BEAST: Feature Image

Our mistakes often define us far more than our successes. So, it seems, is the case of the residents of a small British island known as Jersey in the film BEAST. It is a place where people don’t tend to move on and thus spend the rest of their lives defined by their most awful moments.

Worse, it also removes a lot of the impetus to improve yourself. In a place where everyone’s vision of you seems already set, why try to be better? Why reach for change when obscuring oneself is equally effective and so much easier? It is that kind of environment that makes people mistaken into monsters. It is that kind of place where BEAST unfolds.

BEAST: The cliffs of Jersey
In BEAST, Johnny Flynn and Jessie Buckley contemplate the edge (Courtesy of 30West)

The Idea Behind BEAST

Moll (Jessie Buckley) is a 27-year-old living at home, under her mother (Geraldine James) Hilary’s thumb. Ostensibly there to watch her ailing father, it seems more like Moll lives under house arrest stemming from an incident that occurred in school some 13 years ago. She has long claimed it was in self-defense, but her mom continues to wield it like a whip to keep her adult daughter at her beck and call.

At her 27th birthday, Moll loses the spotlight to her engaged younger sister Polly (Shannon Tarbet). Little sis has decided that there is no better time to announce her pregnancy than the midst of Moll’s garden party where, already, the guest list features no friends of Moll’s own. Angry, Moll slips away for a night of dancing that nearly leads to assault until Pascal Renuof (Johnny Flynn) chases off the assailant.

There begins their romance, one that does not sit well with nearly anyone else. Mom hates how it has unseated her from a place of power. Sister hates how uncouth Pascal is. Would-be suitor and police officer Harrison (Oliver Maltman) is jealous and may or may not be letting that jealousy convince him Pascal is a serial killer that is stalking teen girls on the island.
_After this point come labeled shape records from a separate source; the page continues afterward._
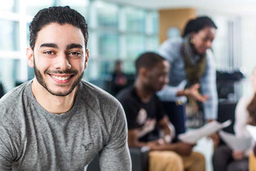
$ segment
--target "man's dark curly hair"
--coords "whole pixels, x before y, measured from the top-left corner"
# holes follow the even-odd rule
[[[29,45],[32,49],[37,37],[37,33],[44,27],[51,23],[63,25],[69,24],[81,30],[84,38],[85,49],[88,41],[88,28],[84,18],[68,6],[53,7],[39,11],[29,25]]]

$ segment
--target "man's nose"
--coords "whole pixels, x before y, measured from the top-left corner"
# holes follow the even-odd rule
[[[56,58],[54,67],[62,71],[71,68],[71,64],[65,53],[60,53]]]

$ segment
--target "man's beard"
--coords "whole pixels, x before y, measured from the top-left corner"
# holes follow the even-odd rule
[[[48,87],[47,84],[45,82],[45,81],[43,78],[43,76],[42,75],[42,74],[41,74],[40,71],[37,68],[37,67],[36,65],[36,63],[35,62],[34,59],[34,73],[35,73],[35,75],[36,76],[36,78],[38,81],[39,83],[39,84],[41,84],[41,85],[47,91],[48,91],[49,93],[54,95],[64,96],[68,95],[70,94],[71,92],[72,92],[72,91],[73,91],[74,89],[76,87],[76,86],[81,81],[81,80],[83,78],[83,76],[84,72],[83,71],[83,72],[82,72],[82,73],[81,74],[81,75],[79,76],[79,77],[75,81],[75,82],[71,86],[71,88],[67,93],[64,93],[61,92],[54,92],[52,90],[50,89],[49,87]],[[48,71],[48,72],[50,71],[49,70],[46,70],[45,72],[45,73],[48,73],[47,72]],[[74,70],[66,69],[64,71],[56,70],[51,72],[49,72],[49,73],[52,74],[75,74],[75,75],[76,74],[78,73],[78,72],[77,71]],[[63,86],[62,85],[60,85],[59,86],[61,87],[64,87],[65,86]]]

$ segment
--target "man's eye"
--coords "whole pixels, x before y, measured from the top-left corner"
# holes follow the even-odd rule
[[[47,55],[52,55],[53,52],[52,51],[47,51],[44,52]]]
[[[77,52],[71,52],[69,54],[73,56],[78,56],[81,54],[80,53]]]

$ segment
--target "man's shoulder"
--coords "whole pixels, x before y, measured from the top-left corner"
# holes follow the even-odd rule
[[[161,45],[161,46],[166,48],[170,47],[178,47],[181,46],[184,41],[183,39],[181,37],[177,37],[167,39]]]
[[[99,87],[83,80],[81,84],[82,87],[80,93],[82,93],[82,95],[80,96],[82,97],[84,101],[90,106],[97,107],[105,107],[110,109],[112,107],[120,106],[116,99]]]
[[[14,137],[19,137],[24,125],[24,110],[31,101],[26,94],[30,83],[26,82],[14,88],[0,99],[0,125]]]

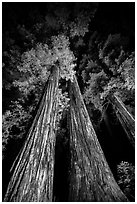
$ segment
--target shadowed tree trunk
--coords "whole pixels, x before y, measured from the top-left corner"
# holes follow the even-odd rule
[[[135,148],[135,120],[133,116],[128,112],[125,105],[116,94],[110,97],[110,101],[130,143]]]
[[[4,201],[52,201],[58,81],[59,69],[54,68],[18,162],[14,165]]]
[[[76,77],[70,83],[70,100],[69,201],[128,201],[106,162]]]

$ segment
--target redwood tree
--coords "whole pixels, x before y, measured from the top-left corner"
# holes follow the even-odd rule
[[[106,162],[76,77],[70,84],[69,201],[128,201]]]
[[[4,201],[52,201],[59,69],[53,68]]]

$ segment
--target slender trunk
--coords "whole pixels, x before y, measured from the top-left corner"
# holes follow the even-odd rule
[[[70,99],[69,201],[128,201],[106,162],[76,77],[70,84]]]
[[[110,97],[116,115],[123,126],[130,143],[135,148],[135,120],[116,94]]]
[[[59,70],[54,68],[4,201],[52,201]]]

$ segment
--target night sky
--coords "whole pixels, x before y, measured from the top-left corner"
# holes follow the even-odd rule
[[[61,4],[61,3],[60,3]],[[73,3],[68,3],[73,9]],[[128,51],[134,51],[135,49],[135,3],[98,3],[97,11],[93,20],[89,25],[89,33],[85,36],[87,41],[89,39],[90,33],[93,31],[98,31],[102,36],[108,36],[109,34],[121,33],[122,36],[128,37]],[[8,32],[13,39],[16,39],[18,44],[18,36],[16,36],[15,30],[17,26],[25,25],[26,28],[30,28],[36,20],[37,11],[45,16],[47,14],[48,3],[13,3],[4,2],[2,3],[2,39],[3,39],[3,50],[6,49],[6,33]],[[31,16],[31,11],[36,11],[35,16]],[[39,16],[39,14],[38,14]],[[40,18],[40,16],[39,16]],[[85,39],[86,40],[86,39]],[[82,50],[81,56],[84,53]],[[80,58],[80,57],[79,57]],[[3,112],[8,108],[12,98],[18,97],[18,92],[16,90],[3,92]],[[110,107],[111,109],[111,107]],[[111,116],[110,116],[111,118]],[[111,122],[110,122],[111,123]],[[121,160],[128,160],[134,163],[134,150],[129,144],[125,132],[123,131],[120,124],[116,126],[111,126],[111,135],[107,130],[105,124],[101,124],[101,131],[98,132],[98,139],[101,143],[104,154],[107,161],[116,175],[116,164]],[[106,139],[102,139],[102,134],[106,135]],[[119,134],[119,135],[118,135]],[[11,145],[12,144],[11,142]],[[124,148],[121,148],[124,145]],[[117,152],[115,151],[117,149]],[[109,154],[108,154],[109,152]],[[130,153],[129,153],[130,152]],[[15,157],[15,155],[14,155]],[[114,161],[114,162],[113,162]],[[4,173],[3,176],[6,181],[6,170],[7,161],[4,163]],[[9,164],[10,167],[11,164]],[[9,168],[8,167],[8,168]],[[8,178],[8,177],[7,177]],[[8,179],[7,179],[8,180]],[[6,185],[5,185],[6,186]],[[6,189],[6,187],[5,187]],[[4,189],[4,191],[5,191]]]

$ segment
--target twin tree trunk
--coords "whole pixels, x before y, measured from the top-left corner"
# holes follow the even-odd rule
[[[53,201],[55,122],[59,70],[50,77],[4,201]],[[105,160],[74,77],[70,83],[69,201],[128,201]]]
[[[69,201],[128,201],[106,162],[76,77],[70,85],[70,101]]]
[[[110,101],[130,143],[135,148],[135,120],[133,116],[116,94],[110,97]]]
[[[59,70],[48,87],[15,166],[4,201],[52,201]]]

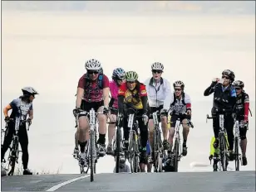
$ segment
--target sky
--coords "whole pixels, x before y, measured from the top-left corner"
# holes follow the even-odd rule
[[[209,163],[213,131],[205,115],[213,97],[203,93],[213,78],[233,70],[255,100],[254,2],[15,1],[2,2],[2,108],[21,94],[22,87],[39,92],[28,133],[30,166],[37,170],[62,164],[62,173],[78,171],[71,157],[71,111],[78,79],[91,58],[101,62],[109,78],[122,67],[135,70],[144,82],[151,76],[151,64],[159,61],[165,65],[164,78],[171,84],[184,81],[196,127],[190,132],[189,153],[196,156],[182,160],[183,170],[193,161]],[[254,118],[250,121],[250,165],[245,170],[255,170]],[[114,161],[106,158],[109,166],[101,161],[101,171],[111,171]]]
[[[70,102],[85,61],[96,58],[109,77],[123,67],[142,82],[162,62],[163,77],[183,80],[194,100],[212,99],[204,90],[231,69],[254,98],[254,3],[2,2],[2,97],[31,85],[44,102]]]

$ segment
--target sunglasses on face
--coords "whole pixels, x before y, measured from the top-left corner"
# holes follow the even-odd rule
[[[222,76],[222,79],[229,79],[230,78],[228,76]]]
[[[89,74],[99,74],[99,71],[96,71],[96,70],[88,70],[87,73]]]
[[[163,71],[161,70],[152,70],[154,74],[161,74]]]

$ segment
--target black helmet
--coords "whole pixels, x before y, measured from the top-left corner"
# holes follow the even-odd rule
[[[234,75],[234,72],[232,70],[224,70],[222,72],[222,75],[224,75],[224,74],[225,74],[225,75],[227,75],[227,76],[229,76],[230,78],[231,83],[233,81],[234,81],[235,75]]]

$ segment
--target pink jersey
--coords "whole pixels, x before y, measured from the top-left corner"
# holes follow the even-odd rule
[[[117,96],[118,96],[118,91],[119,91],[119,87],[116,84],[115,81],[110,81],[110,90],[111,93],[111,98],[114,99],[113,103],[113,108],[118,108],[118,102],[117,102]]]

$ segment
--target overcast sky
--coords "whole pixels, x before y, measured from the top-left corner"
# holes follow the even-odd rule
[[[96,58],[109,77],[115,67],[123,67],[136,70],[141,81],[150,77],[153,62],[162,62],[163,77],[183,80],[192,100],[199,101],[212,99],[204,90],[231,69],[254,99],[254,2],[16,1],[2,6],[3,98],[32,85],[42,101],[73,102],[85,61]]]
When the investigation narrows in on Pascal, Moll finds herself pulled into the whirlwind as well.

Magnetic Robbie Let Down by Stylish, Empty TERMINAL

The Writing

Nearly every line of writer-director Michael Pearce’s screenplay strikes with force. Almost no one on Jersey says what they mean until their temper gets the better of them. However, they have become so well-studied in the art of passive aggression that their attempts to fake being kind still hit like hammer blows.
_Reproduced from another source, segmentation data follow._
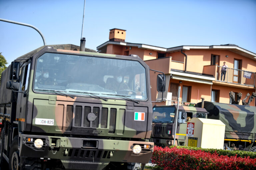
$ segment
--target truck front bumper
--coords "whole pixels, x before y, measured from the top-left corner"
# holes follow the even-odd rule
[[[21,157],[58,159],[63,162],[78,161],[146,163],[150,159],[154,149],[154,143],[147,141],[22,133],[19,136]],[[35,145],[35,141],[37,139],[43,141],[43,144],[40,148],[37,148]],[[141,147],[141,151],[140,153],[136,154],[133,152],[133,147],[136,145]]]

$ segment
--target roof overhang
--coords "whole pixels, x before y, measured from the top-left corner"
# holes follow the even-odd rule
[[[144,44],[138,44],[126,42],[118,42],[113,41],[107,41],[100,45],[97,47],[97,50],[100,52],[106,50],[106,47],[109,44],[119,45],[121,45],[136,46],[139,48],[147,49],[150,50],[154,50],[159,51],[162,51],[167,52],[174,52],[180,51],[181,50],[187,50],[193,49],[223,49],[230,51],[236,53],[241,55],[256,60],[256,54],[251,52],[245,49],[241,48],[237,45],[213,45],[209,46],[204,45],[182,45],[181,46],[172,47],[171,48],[166,48],[157,46],[150,45]]]
[[[170,71],[170,73],[172,74],[173,79],[209,85],[212,84],[212,81],[215,80],[215,78],[208,76],[195,75],[172,71]]]
[[[97,47],[97,49],[99,51],[102,51],[102,49],[106,47],[109,44],[113,44],[115,45],[119,45],[125,46],[136,46],[138,47],[139,48],[142,48],[147,49],[151,50],[154,50],[155,51],[161,51],[163,52],[166,52],[167,48],[163,48],[157,46],[154,46],[147,45],[143,44],[137,44],[135,43],[131,43],[130,42],[117,42],[114,41],[107,41],[106,42],[98,46]]]
[[[193,49],[226,49],[235,53],[256,60],[256,54],[237,45],[220,45],[210,46],[182,45],[167,48],[167,52],[174,52],[181,50],[190,50]]]

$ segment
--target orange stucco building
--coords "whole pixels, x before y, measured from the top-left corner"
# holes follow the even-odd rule
[[[229,103],[229,92],[231,91],[242,93],[239,103],[241,105],[248,93],[251,95],[255,92],[256,54],[237,45],[183,45],[166,48],[126,42],[125,36],[125,30],[110,30],[109,40],[97,49],[103,53],[137,55],[151,69],[164,72],[167,90],[163,95],[165,101],[168,95],[169,101],[160,104],[177,103],[179,86],[180,104],[185,105],[193,105],[200,101],[201,98],[206,101]],[[222,67],[224,62],[227,68]],[[162,97],[162,93],[156,90],[157,74],[152,71],[150,75],[152,100],[159,100]],[[250,106],[255,106],[255,98]]]

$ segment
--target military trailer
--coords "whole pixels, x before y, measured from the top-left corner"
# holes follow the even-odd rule
[[[133,169],[139,162],[143,169],[154,148],[148,66],[137,55],[70,45],[42,46],[3,72],[0,164]]]
[[[202,102],[196,107],[201,107]],[[256,152],[256,107],[204,102],[208,119],[226,125],[224,149]]]
[[[177,106],[155,106],[153,107],[152,133],[150,140],[157,146],[165,147],[173,145],[175,131],[175,120],[178,116],[175,143],[184,145],[187,129],[187,122],[193,118],[207,118],[205,109]]]

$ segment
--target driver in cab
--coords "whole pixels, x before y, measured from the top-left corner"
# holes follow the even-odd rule
[[[127,90],[130,90],[127,84],[124,82],[123,77],[120,74],[117,73],[114,78],[108,78],[107,79],[106,88],[116,92]],[[131,94],[131,92],[128,92],[128,94]]]

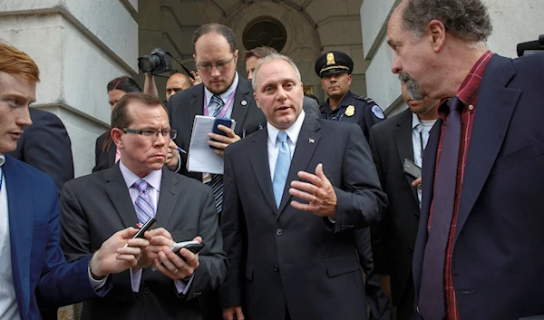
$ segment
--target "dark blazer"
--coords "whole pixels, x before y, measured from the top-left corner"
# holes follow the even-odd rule
[[[59,245],[59,194],[51,177],[9,155],[2,166],[7,190],[14,286],[21,319],[39,319],[55,308],[104,295],[89,279],[90,255],[68,264]]]
[[[376,222],[387,200],[361,128],[306,117],[291,161],[287,181],[324,164],[335,224],[295,209],[288,187],[277,208],[267,140],[265,129],[225,154],[221,230],[230,268],[222,305],[244,305],[254,320],[284,319],[286,305],[294,320],[366,317],[353,231]]]
[[[404,159],[413,161],[412,115],[407,109],[370,130],[370,149],[382,189],[389,199],[385,217],[372,228],[375,271],[391,276],[393,304],[407,303],[410,311],[413,300],[401,299],[405,290],[413,296],[412,255],[420,218],[417,191],[412,187],[413,179],[403,170]]]
[[[96,139],[96,143],[94,144],[94,168],[92,168],[92,173],[110,169],[115,164],[115,152],[117,152],[115,143],[112,141],[110,148],[105,151],[102,150],[104,140],[109,135],[110,131],[107,131]]]
[[[319,105],[317,102],[310,97],[304,96],[302,101],[302,109],[304,112],[308,116],[316,119],[321,118],[321,112],[319,112]]]
[[[249,135],[258,130],[259,125],[266,126],[267,118],[257,107],[253,99],[251,83],[238,74],[238,85],[234,97],[231,118],[236,120],[236,134],[242,136],[242,131]],[[200,83],[180,92],[170,97],[168,102],[168,117],[170,126],[178,131],[178,137],[174,140],[176,144],[189,150],[189,143],[192,133],[193,122],[196,115],[202,115],[204,112],[204,84]],[[202,180],[199,172],[187,172],[187,155],[181,153],[180,173]]]
[[[73,179],[72,142],[63,121],[54,114],[29,108],[32,125],[25,127],[10,155],[53,177],[61,192]]]
[[[461,319],[544,314],[544,53],[494,55],[478,94],[452,271]],[[423,156],[413,255],[416,305],[441,121]],[[439,199],[436,199],[439,200]]]
[[[113,288],[101,299],[83,303],[82,319],[201,319],[197,297],[213,290],[227,272],[227,257],[211,189],[162,170],[157,228],[174,241],[202,237],[200,266],[187,295],[178,296],[174,281],[151,267],[143,269],[140,292],[133,293],[130,270],[112,277]],[[61,245],[70,261],[98,249],[117,230],[138,222],[119,164],[68,182],[61,198]]]

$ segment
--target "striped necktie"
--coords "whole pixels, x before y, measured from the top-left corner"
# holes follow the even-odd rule
[[[211,97],[211,101],[216,103],[216,110],[213,112],[213,116],[217,117],[225,102],[218,94],[214,94]],[[220,214],[223,211],[223,175],[222,174],[212,174],[211,175],[211,182],[209,183],[209,187],[213,190],[213,196],[215,199],[215,206],[218,211],[218,214]]]
[[[138,217],[138,222],[141,225],[147,222],[151,217],[155,217],[155,208],[148,191],[148,183],[143,179],[134,182],[133,187],[136,187],[140,194],[134,201],[134,209]]]
[[[215,102],[216,105],[217,105],[215,112],[213,112],[213,117],[215,118],[215,117],[217,117],[219,114],[219,112],[223,109],[223,106],[225,105],[225,102],[223,102],[223,99],[221,99],[221,97],[219,95],[218,95],[218,94],[214,94],[211,97],[211,101],[213,102]]]

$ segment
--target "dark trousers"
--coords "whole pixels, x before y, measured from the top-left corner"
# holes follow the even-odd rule
[[[410,276],[404,293],[396,305],[396,320],[412,320],[413,318],[414,295],[413,280]]]

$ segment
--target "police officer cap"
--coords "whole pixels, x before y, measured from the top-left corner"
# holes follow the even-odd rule
[[[321,78],[333,73],[351,74],[352,71],[354,71],[354,61],[340,51],[325,53],[316,61],[316,73]]]

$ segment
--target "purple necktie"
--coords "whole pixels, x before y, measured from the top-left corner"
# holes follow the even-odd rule
[[[134,209],[136,210],[138,222],[143,225],[151,217],[155,217],[155,208],[150,197],[147,181],[141,179],[134,182],[133,186],[136,187],[140,192],[140,195],[136,198],[136,201],[134,201]]]
[[[424,320],[442,320],[446,315],[444,298],[444,261],[452,228],[457,185],[457,162],[461,141],[461,116],[463,107],[457,97],[447,102],[450,108],[434,183],[432,217],[423,256],[419,311]]]

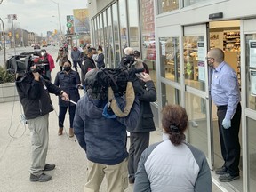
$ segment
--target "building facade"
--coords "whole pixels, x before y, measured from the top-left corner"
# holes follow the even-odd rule
[[[256,188],[256,3],[252,0],[95,0],[88,1],[92,43],[101,45],[115,68],[126,46],[141,53],[157,88],[153,104],[161,128],[166,104],[183,106],[188,115],[187,140],[200,148],[214,170],[223,164],[216,107],[210,94],[205,56],[218,47],[237,73],[241,88],[239,180],[220,183],[226,191]],[[254,125],[253,125],[254,124]]]

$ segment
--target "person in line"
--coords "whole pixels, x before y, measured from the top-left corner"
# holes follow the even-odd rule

Pearce also crafts moments well, confidently not trying to make every scene a corker. Instead, he builds one on top of the other, triggering a dread that settles on you before you even truly understand why.

Unfortunately, the script tries for just a bit too much. The central mystery often feels less than central. Ultimately, it does less to reveal the characters than Pearce seems to think it does. If he had only settled for the benign horror of common cruelty—domestic abuse, arrogance, negligence—and not bothered with the fireworks of a serial killer, one can imagine the tighter, more disquieting text that could have been.
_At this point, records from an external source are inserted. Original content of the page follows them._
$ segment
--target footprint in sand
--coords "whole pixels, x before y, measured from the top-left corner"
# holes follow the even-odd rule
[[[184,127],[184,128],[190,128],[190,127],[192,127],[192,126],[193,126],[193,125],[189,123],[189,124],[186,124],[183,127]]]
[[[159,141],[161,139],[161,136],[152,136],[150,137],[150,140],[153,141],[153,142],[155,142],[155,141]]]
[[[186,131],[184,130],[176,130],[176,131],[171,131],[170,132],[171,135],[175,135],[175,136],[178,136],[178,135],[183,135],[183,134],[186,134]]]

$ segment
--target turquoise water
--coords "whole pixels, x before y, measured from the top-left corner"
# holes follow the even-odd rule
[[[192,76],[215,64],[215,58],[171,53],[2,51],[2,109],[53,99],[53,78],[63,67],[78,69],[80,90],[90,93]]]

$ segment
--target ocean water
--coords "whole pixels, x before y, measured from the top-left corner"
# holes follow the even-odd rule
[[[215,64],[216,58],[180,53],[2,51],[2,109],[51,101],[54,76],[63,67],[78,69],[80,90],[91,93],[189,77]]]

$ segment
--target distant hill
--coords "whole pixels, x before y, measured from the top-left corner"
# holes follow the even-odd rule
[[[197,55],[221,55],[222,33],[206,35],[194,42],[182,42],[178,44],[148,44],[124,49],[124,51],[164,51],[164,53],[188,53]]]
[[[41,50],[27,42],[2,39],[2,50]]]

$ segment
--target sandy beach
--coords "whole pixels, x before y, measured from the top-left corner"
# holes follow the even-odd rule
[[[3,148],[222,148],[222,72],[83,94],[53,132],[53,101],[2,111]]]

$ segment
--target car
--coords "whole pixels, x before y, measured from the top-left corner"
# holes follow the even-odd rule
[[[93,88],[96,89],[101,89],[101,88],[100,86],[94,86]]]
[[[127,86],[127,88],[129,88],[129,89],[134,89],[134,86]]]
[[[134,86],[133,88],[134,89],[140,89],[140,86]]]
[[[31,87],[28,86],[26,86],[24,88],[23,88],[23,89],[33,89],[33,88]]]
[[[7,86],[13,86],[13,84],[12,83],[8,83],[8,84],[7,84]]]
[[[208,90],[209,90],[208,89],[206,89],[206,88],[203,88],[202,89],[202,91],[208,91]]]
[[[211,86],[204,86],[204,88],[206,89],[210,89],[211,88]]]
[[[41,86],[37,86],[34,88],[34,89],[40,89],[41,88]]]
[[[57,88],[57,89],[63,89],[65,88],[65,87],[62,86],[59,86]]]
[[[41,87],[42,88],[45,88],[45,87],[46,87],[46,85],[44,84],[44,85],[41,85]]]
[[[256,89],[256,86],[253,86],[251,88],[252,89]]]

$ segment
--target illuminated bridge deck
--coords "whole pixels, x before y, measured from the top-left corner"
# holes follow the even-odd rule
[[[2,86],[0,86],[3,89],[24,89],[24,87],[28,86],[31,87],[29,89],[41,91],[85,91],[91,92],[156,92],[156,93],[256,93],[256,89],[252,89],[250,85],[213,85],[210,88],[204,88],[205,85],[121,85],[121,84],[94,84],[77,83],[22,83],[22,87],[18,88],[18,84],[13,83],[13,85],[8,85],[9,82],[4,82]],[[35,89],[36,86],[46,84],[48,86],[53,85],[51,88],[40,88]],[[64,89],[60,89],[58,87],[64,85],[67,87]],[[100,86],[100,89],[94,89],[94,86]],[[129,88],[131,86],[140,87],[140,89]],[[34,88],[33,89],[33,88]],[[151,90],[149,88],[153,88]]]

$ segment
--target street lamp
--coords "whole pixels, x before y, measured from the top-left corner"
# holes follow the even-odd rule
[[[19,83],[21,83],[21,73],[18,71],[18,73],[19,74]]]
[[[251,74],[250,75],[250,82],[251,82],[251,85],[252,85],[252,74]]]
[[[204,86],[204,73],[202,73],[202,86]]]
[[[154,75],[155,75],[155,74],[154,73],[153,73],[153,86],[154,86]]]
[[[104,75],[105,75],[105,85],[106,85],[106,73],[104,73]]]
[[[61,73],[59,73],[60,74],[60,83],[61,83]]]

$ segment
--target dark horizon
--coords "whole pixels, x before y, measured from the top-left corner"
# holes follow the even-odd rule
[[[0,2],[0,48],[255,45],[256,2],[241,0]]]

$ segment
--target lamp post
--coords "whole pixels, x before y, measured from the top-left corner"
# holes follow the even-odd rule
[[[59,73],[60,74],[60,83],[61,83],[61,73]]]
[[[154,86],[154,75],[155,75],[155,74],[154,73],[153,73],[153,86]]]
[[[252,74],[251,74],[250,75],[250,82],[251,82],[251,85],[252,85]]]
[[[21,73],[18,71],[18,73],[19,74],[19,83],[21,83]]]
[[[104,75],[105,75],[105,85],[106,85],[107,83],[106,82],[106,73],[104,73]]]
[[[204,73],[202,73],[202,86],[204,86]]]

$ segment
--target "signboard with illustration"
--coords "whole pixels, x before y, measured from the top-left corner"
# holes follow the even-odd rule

BEAST: Happy 27th Birthday
Jessie Buckley is talking to the woman in the mirror in a scene from BEAST (Courtesy of 30West)

Casting The Leads of BEAST

Jessie Buckley is simply excellent as Moll. At first appearing empty and resigned, we witness her becoming—or perhaps it is her returning to—herself. Mercurial and flint strong, she quickly proves herself a woman of will. She has grown hardened under her mother’s oppression, not at all cowed like Hilary expected.

As Moll connects and revels in her sexuality, we witness her become nearly feral. In one scene, she claims her family’s cream couch. Legs sprawled apart, dress unbuttoned, she drags her dirty nails back and forth on the fabric. She is both settled in a post-orgasmic fuzz and as aggressive as we’ve seen her.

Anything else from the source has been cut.